Lockdown is the world’s biggest psychological experiment – and we will pay the price… in trauma-related mental health disorders.
–World Economic Forum
After all, it isn’t uneducated mommy-bloggers gaslighting parents into believing they can raise a normal healthy child in the bubble-like isolation prescribed by most of the US, Europe, Australia and New Zealand. No less than Harvard University has encouraged parents to hold “virtual playdates” for their kids, as if Skype and Zoom are valid alternatives for the critical immunity-building practice of playing outside in the dirt and swapping germs with other kids.

The university also suggests teachers and parents “incentivize” mask-wearing in order to “reinforce the social norm” – despite limited evidence for health benefits and the still-unresolved issue of whether children are even at risk from the novel coronavirus. While there is conflictingevidence on whether masks actually reduce viral transmission, they do prevent children (and adults, for that matter) from reading each others’ facial expressions, a disaster for very young kids still learning nonverbal social cues.

Even the Centers for Disease Control warns against putting face masks on children under two years of age, acknowledging that carbon dioxide builds up inside and preverbal children are unable to communicate if they can’t breathe. The WHO discourages masking up kids under five, referencing not just safety but the “overall interest of the child,” and warns of the “potential impact of wearing a mask on learning and psychosocial development” between the ages of six and 11.

The long-lasting psychological effects of covering children’s faces, then, can be far more insidious than the simple safety concerns. Barring kids from learning empathy and emotional interaction via facial expressions could have a lasting impact on their intellectual development, and a persistent atmosphere of fear is known to severely disrupt intellectual and emotional development, especially in young children.

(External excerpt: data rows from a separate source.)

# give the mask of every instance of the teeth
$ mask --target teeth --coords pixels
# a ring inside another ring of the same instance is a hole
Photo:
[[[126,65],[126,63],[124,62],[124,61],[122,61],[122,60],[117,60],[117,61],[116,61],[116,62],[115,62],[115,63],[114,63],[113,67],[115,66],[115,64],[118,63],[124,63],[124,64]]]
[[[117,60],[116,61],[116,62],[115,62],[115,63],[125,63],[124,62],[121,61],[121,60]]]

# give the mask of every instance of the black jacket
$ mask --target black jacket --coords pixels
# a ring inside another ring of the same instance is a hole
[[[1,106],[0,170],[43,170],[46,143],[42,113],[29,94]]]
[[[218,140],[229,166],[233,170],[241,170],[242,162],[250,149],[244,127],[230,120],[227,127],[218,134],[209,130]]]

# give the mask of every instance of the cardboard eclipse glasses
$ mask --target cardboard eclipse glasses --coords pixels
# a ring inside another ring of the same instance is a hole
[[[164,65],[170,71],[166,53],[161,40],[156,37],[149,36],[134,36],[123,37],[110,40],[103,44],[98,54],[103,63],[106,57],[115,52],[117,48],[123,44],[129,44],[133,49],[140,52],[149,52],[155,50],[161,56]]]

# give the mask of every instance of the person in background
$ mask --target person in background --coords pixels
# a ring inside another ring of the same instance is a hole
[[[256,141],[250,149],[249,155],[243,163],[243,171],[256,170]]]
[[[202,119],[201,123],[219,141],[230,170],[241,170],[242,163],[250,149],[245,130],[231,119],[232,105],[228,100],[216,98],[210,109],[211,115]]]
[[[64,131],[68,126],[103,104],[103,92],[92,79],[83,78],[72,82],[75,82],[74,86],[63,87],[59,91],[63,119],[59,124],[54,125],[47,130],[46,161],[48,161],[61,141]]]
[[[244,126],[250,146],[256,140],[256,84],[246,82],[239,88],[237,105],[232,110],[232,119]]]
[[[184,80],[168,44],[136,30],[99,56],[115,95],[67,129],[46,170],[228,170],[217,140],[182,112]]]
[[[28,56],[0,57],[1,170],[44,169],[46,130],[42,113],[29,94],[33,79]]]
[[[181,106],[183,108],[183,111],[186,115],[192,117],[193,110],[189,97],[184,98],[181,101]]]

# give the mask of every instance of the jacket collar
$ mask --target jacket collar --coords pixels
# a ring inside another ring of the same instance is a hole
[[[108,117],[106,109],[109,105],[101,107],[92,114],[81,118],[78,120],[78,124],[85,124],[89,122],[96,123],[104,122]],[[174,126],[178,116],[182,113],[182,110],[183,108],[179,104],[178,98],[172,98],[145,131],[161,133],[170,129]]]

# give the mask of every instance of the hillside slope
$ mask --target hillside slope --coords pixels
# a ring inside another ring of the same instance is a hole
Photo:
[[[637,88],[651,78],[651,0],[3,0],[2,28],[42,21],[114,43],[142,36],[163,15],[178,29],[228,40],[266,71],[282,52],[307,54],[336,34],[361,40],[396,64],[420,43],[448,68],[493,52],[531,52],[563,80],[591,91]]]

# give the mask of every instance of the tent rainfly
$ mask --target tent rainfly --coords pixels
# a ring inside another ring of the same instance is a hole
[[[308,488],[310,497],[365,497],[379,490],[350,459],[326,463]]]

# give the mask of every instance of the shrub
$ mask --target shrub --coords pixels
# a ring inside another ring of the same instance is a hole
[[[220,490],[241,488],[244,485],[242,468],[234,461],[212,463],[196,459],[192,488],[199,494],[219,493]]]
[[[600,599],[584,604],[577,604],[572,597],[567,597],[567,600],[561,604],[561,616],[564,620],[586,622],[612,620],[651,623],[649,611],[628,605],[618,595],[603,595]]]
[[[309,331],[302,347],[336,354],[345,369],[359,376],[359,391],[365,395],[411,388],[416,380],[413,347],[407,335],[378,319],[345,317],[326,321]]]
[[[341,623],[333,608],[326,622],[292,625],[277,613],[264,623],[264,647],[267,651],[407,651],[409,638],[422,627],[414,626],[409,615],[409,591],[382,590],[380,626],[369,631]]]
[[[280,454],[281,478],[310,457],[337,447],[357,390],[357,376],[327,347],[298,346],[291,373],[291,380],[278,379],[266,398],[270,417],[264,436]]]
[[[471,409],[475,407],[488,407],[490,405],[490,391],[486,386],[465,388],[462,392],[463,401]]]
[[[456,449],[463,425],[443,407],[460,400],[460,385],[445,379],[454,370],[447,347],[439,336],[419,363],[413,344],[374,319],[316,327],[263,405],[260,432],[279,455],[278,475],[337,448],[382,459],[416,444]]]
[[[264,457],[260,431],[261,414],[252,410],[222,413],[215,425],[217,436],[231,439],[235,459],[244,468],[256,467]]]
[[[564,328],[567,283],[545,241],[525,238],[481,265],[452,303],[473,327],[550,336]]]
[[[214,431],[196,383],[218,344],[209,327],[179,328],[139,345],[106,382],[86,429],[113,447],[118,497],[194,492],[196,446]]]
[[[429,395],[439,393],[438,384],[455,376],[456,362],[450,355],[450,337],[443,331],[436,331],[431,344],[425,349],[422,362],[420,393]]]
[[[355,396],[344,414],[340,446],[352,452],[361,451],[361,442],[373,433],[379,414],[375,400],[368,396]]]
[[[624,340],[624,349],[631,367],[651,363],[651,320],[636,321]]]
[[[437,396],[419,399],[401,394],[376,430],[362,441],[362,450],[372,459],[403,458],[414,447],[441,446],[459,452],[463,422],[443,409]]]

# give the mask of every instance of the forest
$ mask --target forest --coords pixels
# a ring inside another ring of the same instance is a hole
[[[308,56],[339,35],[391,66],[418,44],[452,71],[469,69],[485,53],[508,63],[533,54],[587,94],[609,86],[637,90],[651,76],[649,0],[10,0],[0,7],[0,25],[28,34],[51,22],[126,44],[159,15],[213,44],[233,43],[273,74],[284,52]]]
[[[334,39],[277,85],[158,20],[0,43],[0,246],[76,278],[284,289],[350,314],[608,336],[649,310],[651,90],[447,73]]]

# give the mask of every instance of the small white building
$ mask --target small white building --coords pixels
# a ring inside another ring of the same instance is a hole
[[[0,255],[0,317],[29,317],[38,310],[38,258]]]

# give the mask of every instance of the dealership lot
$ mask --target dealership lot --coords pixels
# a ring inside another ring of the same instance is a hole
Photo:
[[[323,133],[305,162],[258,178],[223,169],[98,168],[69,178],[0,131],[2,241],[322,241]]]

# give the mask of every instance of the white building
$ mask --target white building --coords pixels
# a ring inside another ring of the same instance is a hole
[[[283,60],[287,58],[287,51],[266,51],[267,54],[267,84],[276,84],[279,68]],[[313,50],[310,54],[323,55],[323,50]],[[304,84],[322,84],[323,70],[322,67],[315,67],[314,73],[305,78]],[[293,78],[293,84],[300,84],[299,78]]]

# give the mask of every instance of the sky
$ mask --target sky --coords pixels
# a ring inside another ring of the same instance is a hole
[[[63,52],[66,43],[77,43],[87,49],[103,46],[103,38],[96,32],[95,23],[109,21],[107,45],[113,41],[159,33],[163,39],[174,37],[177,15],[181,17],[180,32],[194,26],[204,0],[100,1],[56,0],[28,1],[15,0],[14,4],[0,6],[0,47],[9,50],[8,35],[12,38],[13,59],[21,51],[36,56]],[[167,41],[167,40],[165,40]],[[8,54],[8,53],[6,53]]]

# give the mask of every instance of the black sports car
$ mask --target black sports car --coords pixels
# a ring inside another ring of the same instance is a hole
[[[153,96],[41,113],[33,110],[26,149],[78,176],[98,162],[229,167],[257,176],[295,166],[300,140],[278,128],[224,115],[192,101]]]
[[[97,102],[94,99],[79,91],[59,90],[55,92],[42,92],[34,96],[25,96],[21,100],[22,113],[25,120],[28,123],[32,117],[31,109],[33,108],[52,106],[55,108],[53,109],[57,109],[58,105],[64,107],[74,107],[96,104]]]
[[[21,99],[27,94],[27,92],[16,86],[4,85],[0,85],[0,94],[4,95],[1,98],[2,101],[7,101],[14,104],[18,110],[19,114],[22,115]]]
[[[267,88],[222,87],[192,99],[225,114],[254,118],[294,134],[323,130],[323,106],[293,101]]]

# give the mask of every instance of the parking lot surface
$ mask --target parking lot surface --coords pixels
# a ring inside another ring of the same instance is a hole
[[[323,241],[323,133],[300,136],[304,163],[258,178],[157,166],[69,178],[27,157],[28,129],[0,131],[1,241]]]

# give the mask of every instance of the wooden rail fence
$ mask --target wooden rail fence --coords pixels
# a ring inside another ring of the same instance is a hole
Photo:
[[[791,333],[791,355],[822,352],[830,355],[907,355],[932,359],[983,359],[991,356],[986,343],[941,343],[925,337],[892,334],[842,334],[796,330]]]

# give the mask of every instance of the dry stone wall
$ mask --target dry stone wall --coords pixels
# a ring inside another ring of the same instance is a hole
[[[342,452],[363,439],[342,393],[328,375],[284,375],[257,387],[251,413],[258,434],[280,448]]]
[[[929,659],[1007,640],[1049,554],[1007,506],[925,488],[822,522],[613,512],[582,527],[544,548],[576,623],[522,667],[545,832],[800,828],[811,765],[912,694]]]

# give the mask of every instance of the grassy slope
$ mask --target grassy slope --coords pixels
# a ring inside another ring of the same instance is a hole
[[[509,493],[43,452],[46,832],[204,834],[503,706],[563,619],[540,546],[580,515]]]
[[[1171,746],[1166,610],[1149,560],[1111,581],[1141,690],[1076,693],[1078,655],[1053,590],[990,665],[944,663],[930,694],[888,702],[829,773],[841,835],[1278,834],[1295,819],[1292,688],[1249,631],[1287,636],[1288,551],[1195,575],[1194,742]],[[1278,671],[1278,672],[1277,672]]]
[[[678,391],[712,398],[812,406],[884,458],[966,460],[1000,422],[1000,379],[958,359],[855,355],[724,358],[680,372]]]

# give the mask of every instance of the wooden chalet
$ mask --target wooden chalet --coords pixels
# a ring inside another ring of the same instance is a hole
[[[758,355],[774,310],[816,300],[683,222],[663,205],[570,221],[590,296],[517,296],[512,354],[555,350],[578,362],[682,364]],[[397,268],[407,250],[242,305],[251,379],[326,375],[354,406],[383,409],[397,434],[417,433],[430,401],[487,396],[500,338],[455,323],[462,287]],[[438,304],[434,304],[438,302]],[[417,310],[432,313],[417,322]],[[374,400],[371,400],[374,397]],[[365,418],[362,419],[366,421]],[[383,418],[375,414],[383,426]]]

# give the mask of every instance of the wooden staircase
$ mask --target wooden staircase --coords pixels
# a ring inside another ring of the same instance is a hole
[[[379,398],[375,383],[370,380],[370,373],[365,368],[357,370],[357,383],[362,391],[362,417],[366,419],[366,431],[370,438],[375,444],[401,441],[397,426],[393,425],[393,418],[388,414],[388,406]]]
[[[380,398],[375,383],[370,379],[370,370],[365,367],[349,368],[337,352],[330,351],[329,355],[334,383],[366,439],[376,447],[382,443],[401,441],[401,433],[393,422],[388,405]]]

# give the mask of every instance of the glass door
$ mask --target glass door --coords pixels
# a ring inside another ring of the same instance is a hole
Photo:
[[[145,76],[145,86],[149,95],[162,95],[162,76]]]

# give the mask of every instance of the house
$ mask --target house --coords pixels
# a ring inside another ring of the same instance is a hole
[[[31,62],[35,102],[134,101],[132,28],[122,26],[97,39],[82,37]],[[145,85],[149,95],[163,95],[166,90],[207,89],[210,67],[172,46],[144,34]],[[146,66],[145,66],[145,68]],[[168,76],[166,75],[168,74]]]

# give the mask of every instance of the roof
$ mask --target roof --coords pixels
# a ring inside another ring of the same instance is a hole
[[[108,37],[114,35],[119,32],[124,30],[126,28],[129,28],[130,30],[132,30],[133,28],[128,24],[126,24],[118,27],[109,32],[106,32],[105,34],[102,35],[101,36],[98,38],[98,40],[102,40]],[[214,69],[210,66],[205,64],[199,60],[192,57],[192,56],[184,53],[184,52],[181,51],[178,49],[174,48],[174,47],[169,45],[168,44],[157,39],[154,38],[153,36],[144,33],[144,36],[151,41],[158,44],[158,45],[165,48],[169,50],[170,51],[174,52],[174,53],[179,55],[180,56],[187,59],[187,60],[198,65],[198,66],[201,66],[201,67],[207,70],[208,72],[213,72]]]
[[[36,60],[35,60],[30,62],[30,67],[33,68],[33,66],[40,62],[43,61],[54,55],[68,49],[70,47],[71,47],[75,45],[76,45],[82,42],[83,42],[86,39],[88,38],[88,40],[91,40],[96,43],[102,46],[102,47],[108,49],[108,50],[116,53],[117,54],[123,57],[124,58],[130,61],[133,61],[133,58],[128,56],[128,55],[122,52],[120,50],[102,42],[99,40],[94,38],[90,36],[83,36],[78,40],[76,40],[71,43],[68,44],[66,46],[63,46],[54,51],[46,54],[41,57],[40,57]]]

Trapped in isolation with their stressed-out, fearful parents, children marinate in that anxiety until it becomes their own “new normal.” That constant state of fear can hamper their ability to interpret emotions and interact with others.

Distinguishing faces from non-facial images is one of the first things infants learn, specifically being able to spot their mother and by the age of one, babies are taking action based on the facial expressions of adults around them. It remains important later in life, too – studies have shown that being able to read facial expressions (“social referencing”) is strongly correlated with academic performance. But children being born in the Covid-19 era may be whisked away for a Covid-19 test and only given back to Mom when she’s safely “masked up” – and sometimes not even then.